While McLaren is still coming out of its rut, it's also worth remembering Ferrari has not won a championship since the constructors' in 2008 and seems unlikely to do so in the next two years against Mercedes, with development rules effectively frozen until the regulations change. Ferrari's announcement of Sainz's signing included the acknowledgement that it faces a long journey back to a championship.
Why it makes sense for McLaren
This one is easier to wrap your head around. Ricciardo is a huge statement of intent by a McLaren team that is on an upward trajectory but still a long way from its former glories. Clearly, the laid-back Aussie will be a dream for the marketing department, having been a focal point of F1's Netflix series "Drive to Survive." It also gives them the calibre of driver lost when Fernando Alonso retired in 2018.
Lando Norris, who will partner with Ricciardo in 2021, is a superb long-term prospect for McLaren; the Englishman is prodigiously talented and is arguably the biggest name in racing esports, an industry that appears to be growing in marketability and visibility by the day during the current pandemic. However, the 20-year-old is still a young and raw talent without a podium or race win to his name. His impressive rookie season measured well at times against Sainz, but the question of how good that benchmark really was will remain until the Spaniard has competed against a race winner in race-winning machinery.
Sainz and Norris together was a popular lineup within the team but that doubt, however small, was there. Ricciardo eliminated any doubts of his readiness to win a championship during his five years with Red Bull. He has won races and cemented a reputation as the best overtaker on the F1 grid.

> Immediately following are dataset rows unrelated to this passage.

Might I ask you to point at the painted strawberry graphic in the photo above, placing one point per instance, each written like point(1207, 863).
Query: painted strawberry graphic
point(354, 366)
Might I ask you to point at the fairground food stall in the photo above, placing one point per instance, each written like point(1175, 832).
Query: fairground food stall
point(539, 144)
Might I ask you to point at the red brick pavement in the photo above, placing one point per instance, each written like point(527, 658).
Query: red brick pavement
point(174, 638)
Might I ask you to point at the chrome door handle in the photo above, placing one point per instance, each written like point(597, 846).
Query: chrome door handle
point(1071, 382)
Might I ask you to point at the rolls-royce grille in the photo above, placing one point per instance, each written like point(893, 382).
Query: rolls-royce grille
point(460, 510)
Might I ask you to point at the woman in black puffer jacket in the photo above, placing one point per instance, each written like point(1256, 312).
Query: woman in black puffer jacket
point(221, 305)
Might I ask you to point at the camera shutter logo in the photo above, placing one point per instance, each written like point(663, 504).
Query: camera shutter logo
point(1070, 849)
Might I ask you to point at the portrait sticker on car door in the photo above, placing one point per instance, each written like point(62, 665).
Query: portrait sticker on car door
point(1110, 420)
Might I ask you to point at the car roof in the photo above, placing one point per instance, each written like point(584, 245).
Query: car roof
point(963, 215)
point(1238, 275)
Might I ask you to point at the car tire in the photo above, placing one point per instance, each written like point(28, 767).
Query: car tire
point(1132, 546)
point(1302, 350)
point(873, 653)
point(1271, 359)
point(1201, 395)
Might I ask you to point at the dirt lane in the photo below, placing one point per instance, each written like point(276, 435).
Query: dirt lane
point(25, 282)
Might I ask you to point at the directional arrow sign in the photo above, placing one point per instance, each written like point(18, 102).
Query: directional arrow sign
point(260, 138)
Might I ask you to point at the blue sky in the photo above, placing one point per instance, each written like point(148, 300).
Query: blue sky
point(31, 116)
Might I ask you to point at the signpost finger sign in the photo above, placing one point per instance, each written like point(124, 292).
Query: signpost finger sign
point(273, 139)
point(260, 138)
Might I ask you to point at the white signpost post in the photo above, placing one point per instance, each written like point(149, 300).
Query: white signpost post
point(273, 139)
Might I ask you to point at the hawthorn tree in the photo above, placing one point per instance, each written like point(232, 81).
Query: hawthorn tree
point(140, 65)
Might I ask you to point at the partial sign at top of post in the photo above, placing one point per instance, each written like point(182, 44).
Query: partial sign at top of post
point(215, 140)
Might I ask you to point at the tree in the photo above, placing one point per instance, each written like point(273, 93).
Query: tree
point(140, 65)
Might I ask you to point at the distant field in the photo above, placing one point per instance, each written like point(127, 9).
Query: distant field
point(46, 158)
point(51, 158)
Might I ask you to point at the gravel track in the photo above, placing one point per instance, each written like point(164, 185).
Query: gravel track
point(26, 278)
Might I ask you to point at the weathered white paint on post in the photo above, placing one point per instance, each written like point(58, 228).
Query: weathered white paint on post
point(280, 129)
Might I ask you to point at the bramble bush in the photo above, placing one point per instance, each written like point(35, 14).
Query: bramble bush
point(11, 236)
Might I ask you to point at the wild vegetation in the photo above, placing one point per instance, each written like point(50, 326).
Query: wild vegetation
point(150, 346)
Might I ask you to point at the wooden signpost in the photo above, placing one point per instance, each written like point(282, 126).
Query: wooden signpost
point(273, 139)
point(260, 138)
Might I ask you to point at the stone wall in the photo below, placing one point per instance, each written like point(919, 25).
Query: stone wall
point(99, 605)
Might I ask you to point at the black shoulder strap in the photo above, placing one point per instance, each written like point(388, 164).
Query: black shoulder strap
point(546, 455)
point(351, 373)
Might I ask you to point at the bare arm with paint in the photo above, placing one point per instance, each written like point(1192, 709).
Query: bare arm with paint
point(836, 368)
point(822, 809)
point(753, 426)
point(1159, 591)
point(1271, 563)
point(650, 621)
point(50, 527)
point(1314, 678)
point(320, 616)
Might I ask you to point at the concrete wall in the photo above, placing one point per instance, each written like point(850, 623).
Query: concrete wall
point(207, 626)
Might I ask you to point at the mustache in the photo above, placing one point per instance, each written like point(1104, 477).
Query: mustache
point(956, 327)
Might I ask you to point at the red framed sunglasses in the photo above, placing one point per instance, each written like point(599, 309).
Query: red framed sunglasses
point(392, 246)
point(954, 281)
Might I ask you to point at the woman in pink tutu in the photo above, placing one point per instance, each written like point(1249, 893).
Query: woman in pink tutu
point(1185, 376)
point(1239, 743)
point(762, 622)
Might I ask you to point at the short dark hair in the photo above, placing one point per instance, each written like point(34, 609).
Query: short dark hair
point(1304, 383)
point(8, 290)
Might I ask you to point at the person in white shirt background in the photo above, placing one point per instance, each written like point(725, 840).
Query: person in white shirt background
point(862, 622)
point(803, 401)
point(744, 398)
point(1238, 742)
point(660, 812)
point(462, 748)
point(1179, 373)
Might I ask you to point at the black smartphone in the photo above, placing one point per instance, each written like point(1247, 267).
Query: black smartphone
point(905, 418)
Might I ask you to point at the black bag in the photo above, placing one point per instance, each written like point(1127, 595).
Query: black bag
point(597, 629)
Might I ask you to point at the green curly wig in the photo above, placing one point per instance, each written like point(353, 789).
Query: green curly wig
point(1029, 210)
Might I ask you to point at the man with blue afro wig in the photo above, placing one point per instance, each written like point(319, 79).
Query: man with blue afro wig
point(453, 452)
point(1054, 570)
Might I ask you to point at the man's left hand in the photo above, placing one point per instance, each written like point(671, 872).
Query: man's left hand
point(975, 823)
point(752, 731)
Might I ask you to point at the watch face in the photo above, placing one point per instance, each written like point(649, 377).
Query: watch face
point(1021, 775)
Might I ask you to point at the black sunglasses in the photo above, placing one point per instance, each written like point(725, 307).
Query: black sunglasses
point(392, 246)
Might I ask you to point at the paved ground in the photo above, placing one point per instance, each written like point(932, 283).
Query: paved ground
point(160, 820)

His late-braking approach, one he famously referred to as "just lick the stamp and send it," was the foundation behind several of his most memorable victories, including Canada and Hungary in 2014 and his sensational late fight through the field to win the 2018 Chinese Grand Prix. That trait suits McLaren perfectly, given where it is at right now.
Ricciardo's laid-back demeanour often masks his determination to become Australia's first world champion since Alan Jones in 1980. His racing ability makes him the perfect man to lead the next stage of McLaren's resurgence and should give that team all the more reason to feel optimistic about adding some new championship laurels to the company's Woking headquarters in this decade.